Thanks in advance. I have a data frame of family members and their relationship to the "head of household", and I'd like to count the number of unique combinations of family structures.
I can achieve this (likely in a roundabout way) by converting the data to a wide format and using ddply count, but this does not account for identical family structures that are in a different order. Like such:
familyMember <- c("son","son","Head of household","daughter","grandmother","Head of household","son",
"Head of household","son","son","daughter","grandmother","Head of household","son")
familyGroup <- c(1,1,1,2,2,2,2,3,3,3,4,4,4,4)
families <- data.frame(familyMember,familyGroup)
Note that familyGroups '2' and '4' are exactly the same family structure in the same order. Note that familyGroups '1' and '3' are the same family structure but are in a different order. I then use dplyr to create an index that is the count of 'family member' for each 'family group'
familiesIndex <- ddply(families, .(familyGroup), mutate,
index = paste0('family', 1:length(familyGroup)))
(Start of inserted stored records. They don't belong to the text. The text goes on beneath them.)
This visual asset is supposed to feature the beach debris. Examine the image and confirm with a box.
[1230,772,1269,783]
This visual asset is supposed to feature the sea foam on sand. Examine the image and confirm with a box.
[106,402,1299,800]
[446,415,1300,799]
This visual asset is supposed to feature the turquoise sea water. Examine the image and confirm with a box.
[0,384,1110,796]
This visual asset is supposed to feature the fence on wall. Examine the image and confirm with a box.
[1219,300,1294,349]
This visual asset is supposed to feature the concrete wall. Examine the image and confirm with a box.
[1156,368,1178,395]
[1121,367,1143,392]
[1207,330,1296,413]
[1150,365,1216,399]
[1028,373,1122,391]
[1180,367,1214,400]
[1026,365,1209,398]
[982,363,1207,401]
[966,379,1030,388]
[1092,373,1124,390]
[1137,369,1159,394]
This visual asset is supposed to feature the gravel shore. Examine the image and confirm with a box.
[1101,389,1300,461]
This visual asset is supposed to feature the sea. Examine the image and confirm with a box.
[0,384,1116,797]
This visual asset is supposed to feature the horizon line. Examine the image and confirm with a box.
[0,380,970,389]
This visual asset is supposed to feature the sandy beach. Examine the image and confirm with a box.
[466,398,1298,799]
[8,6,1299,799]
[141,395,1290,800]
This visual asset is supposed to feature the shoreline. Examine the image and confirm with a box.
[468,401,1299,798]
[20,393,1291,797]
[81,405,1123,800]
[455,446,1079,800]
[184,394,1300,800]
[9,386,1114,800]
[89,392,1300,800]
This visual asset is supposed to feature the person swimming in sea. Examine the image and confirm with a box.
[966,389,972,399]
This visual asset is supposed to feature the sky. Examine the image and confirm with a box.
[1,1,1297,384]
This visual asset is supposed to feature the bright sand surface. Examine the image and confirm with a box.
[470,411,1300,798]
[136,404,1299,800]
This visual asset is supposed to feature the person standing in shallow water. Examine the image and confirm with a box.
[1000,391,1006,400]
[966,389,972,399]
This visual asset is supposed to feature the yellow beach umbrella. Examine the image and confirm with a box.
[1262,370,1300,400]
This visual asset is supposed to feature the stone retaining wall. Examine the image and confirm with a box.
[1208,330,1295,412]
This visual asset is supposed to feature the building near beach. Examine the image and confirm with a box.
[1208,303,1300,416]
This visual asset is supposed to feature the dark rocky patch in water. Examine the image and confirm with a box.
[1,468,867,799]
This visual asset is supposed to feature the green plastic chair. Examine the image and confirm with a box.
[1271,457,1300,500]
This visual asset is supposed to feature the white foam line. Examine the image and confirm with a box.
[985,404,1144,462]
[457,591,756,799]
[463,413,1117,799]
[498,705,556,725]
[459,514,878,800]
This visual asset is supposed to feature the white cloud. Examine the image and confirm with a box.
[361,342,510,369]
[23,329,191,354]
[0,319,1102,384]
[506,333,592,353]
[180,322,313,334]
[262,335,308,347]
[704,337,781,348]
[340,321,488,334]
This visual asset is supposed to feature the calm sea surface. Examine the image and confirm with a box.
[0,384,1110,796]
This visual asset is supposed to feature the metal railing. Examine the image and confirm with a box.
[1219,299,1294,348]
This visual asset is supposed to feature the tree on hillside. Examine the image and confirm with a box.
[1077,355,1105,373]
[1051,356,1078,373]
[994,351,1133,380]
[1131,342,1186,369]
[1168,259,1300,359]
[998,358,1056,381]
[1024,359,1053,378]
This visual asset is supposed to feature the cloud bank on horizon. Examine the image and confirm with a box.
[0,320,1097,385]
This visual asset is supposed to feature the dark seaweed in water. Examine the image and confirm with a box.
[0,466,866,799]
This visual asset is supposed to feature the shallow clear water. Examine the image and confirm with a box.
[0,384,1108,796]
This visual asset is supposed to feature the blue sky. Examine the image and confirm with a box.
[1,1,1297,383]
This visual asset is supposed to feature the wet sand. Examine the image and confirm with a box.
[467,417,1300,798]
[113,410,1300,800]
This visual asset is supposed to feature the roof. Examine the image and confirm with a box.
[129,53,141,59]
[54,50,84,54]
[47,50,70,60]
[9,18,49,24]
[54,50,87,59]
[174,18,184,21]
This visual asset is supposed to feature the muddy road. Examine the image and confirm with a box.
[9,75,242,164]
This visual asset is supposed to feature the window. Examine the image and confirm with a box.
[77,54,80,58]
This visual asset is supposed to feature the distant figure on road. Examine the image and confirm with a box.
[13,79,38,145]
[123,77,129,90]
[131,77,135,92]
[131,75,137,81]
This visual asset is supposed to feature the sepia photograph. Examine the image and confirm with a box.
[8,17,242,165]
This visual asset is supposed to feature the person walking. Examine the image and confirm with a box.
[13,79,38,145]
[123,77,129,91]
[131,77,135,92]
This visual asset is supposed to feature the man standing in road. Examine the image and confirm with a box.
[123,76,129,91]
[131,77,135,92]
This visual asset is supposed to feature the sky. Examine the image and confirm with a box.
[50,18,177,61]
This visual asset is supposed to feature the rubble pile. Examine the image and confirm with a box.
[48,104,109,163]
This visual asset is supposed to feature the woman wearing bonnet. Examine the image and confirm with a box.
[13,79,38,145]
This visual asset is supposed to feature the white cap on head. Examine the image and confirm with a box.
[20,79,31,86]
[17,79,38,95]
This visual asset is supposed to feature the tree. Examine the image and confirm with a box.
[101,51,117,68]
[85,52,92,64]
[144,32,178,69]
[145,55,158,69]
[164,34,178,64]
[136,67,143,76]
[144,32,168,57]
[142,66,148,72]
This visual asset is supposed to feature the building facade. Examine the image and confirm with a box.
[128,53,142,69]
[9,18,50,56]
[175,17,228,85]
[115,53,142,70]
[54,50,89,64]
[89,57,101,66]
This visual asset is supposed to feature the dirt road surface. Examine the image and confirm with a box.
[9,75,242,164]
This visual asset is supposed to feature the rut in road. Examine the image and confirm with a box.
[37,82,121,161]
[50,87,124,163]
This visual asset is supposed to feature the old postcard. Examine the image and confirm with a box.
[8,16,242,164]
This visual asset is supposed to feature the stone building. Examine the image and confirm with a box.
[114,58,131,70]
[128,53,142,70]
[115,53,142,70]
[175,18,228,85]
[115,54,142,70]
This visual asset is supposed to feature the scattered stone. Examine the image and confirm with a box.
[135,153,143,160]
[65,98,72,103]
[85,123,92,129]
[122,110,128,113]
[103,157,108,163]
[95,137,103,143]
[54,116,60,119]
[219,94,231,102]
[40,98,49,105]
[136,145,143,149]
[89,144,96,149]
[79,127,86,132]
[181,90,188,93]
Next I reshape to wide format:
familiesIndex_reshape <- reshape(familiesIndex, idvar = "familyGroup", timevar="index", direction = "wide")
Finally, I use count to get the number of unique combinations:
familiesIndex_reshape_Unique <- count(familiesIndex_reshape,
familyMember.family1,
familyMember.family2,
familyMember.family3,
familyMember.family4) %>% ungroup()
This leads to separate groups for familyGroups 1 and 3. I'd like these two groups to be counted as the same despite their order. Thanks so much, again.